まいにち易経_1130【兆し・仕組み・そして時の力:幾と機と期を観る】
ある企業の新人研修に招かれた老易学者が、
未来のリーダーを担うポストZ世代の若者たちに向かって語る
まず最初に、「幾」について考えてみましょう。この言葉は、「ごく僅か」「兆し」「機微」といった意味を持っています。日々の生活や仕事の中で、ほんの少しの変化や微妙なサインに気づくことがどれだけ大切か、皆さんも感じたことがあるかもしれません。例えば、スポーツの試合で、相手チームのわずかな疲れやミスの兆しを見逃さないことが勝敗を分けることがありますよね。同じように、ビジネスでも市場の小さな変化や顧客のニーズのわずかな変動にいち早く気づくことが、競争に勝つための鍵となります。
次に、「機」です。これは、物事の仕組みを動かすための小さな木軸を意味します。つまり、成功を引き寄せるためのポイント、勘所を見つけることが「機」にあたります。機械がスムーズに動くためには、どこに潤滑油を差すべきかを知っている必要があります。同様に、ビジネスでも、どのタイミングでどんなアクションを取るべきか、どこにリソースを集中させるべきかを見極めることが成功への道です。これはまさに、「機を捉える」ということです。
最後に「期」ですが、これは「約束された時」、つまり「時が熟し、満ちること」を意味します。ビジネスにおいても、成功にはタイミングが非常に重要です。何かを始めるにも、成功を収めるにも、その時が熟しているかどうかを見極めることが求められます。焦りすぎて未熟なうちに動いてしまえば、大きな失敗を招くこともありますし、逆にチャンスを逃してしまうこともあります。ここで重要なのは、正しいタイミングを待つ忍耐と、その時が来たときに即座に行動に移せる準備です。
この「幾・機・期」の三つを観ることができれば、皆さんはどんな状況でも柔軟に対応し、成功への道筋を見つけることができるでしょう。

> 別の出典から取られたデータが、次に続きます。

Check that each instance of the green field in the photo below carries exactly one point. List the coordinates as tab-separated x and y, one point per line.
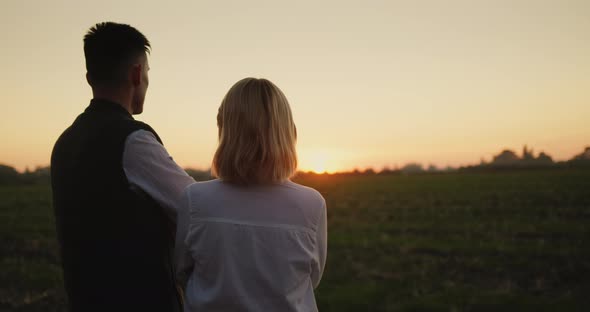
505	241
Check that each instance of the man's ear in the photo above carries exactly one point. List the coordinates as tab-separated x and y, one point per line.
136	74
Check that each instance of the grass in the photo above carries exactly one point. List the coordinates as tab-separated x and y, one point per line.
508	241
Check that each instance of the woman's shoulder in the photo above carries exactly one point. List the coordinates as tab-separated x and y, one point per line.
202	186
305	192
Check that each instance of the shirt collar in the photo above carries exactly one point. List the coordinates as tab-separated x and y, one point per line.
103	105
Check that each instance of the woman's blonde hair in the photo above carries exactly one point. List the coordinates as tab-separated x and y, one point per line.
257	135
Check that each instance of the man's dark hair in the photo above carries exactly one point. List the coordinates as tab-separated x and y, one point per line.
109	49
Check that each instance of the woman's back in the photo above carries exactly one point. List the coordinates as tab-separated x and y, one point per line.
254	248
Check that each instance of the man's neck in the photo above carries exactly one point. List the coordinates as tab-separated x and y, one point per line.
117	97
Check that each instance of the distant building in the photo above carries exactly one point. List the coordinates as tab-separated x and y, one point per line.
584	156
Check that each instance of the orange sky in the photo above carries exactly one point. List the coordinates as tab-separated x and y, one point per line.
371	83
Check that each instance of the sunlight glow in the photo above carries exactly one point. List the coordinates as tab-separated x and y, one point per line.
318	161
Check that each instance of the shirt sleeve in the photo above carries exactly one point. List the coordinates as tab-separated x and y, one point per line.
321	247
149	167
183	262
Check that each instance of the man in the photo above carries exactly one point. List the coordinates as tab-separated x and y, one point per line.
115	186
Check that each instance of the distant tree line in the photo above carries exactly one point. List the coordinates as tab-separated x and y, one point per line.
505	160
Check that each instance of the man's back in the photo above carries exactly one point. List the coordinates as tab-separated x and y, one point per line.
115	241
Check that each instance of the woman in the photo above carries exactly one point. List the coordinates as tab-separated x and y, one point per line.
252	240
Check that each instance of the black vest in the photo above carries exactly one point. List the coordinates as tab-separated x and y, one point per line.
116	243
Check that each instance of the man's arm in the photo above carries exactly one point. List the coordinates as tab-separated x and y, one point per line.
148	166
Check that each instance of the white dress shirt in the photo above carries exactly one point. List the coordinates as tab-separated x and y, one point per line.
255	248
149	167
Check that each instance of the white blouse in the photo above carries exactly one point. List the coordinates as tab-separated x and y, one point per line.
255	248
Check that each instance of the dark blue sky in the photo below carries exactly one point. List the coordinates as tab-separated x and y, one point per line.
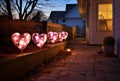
55	5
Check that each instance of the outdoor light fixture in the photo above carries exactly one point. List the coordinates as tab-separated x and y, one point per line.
62	36
21	41
39	39
52	36
68	50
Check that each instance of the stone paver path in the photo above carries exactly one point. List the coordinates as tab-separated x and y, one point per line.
84	64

では、もう少しこの三つの要素について掘り下げてみましょう。例えば、「幾」に関連する話ですが、皆さんは木の年輪をご存じでしょうか? 木の年輪は、その木がどれだけの年数を生きてきたかを示すだけでなく、成長環境や気候の変動も記録しています。年輪の幅が広い年は、成長条件が良かった年で、狭い年は厳しい環境下で成長した年を示しています。私たちの人生やビジネスにおいても、この年輪のように、小さな変化を見逃さず、そこから多くを学ぶ姿勢が大切です。
また、「機」に関連する話として、機械の仕組みについて考えてみましょう。機械を動かすためには、それぞれの部品がどのように連携して動くかを理解する必要があります。ビジネスでも同じです。会社全体の動きやチームの連携、そして市場の動向を理解することで、どこに力を注ぐべきかが見えてきます。この勘所を見極めることができるリーダーは、チームを正しい方向に導くことができるでしょう。
「期」に関しても、皆さんに覚えておいてほしいことがあります。それは、「待つ力」です。成功は、一夜にして成し遂げられるものではありません。果実が熟すのを待つように、成功もまた、適切なタイミングを見極め、待つことが必要です。焦らず、しっかりと準備をし、その時が来たら迷わず行動する。このバランスが、成功をつかむための秘訣です。
最後に、これらの要素を組み合わせた一つの例をお話ししましょう。昔、ある有名な企業家が新しい市場に参入しようとした時のことです。彼は市場の「幾」、つまりわずかな変化の兆しを捉え、その市場が成長する兆しを見抜きました。そして、その市場に適した製品を開発するために、どのような技術やリソースが必要か、まさに「機」を見極めて投資を決定しました。しかし、その決定をすぐに実行に移すのではなく、市場が成熟する「期」を待ちました。結果として、彼の会社はその市場で大成功を収めることができたのです。
このように、「幾」「機」「期」を観る力を養うことは、皆さんが将来リーダーとして成功を収めるための大きな武器となるでしょう。これからも、日々の中で小さな変化に気づき、その変化にどう対応するかを考え、そしてタイミングを見極める力を身につけていってほしいとおもいます。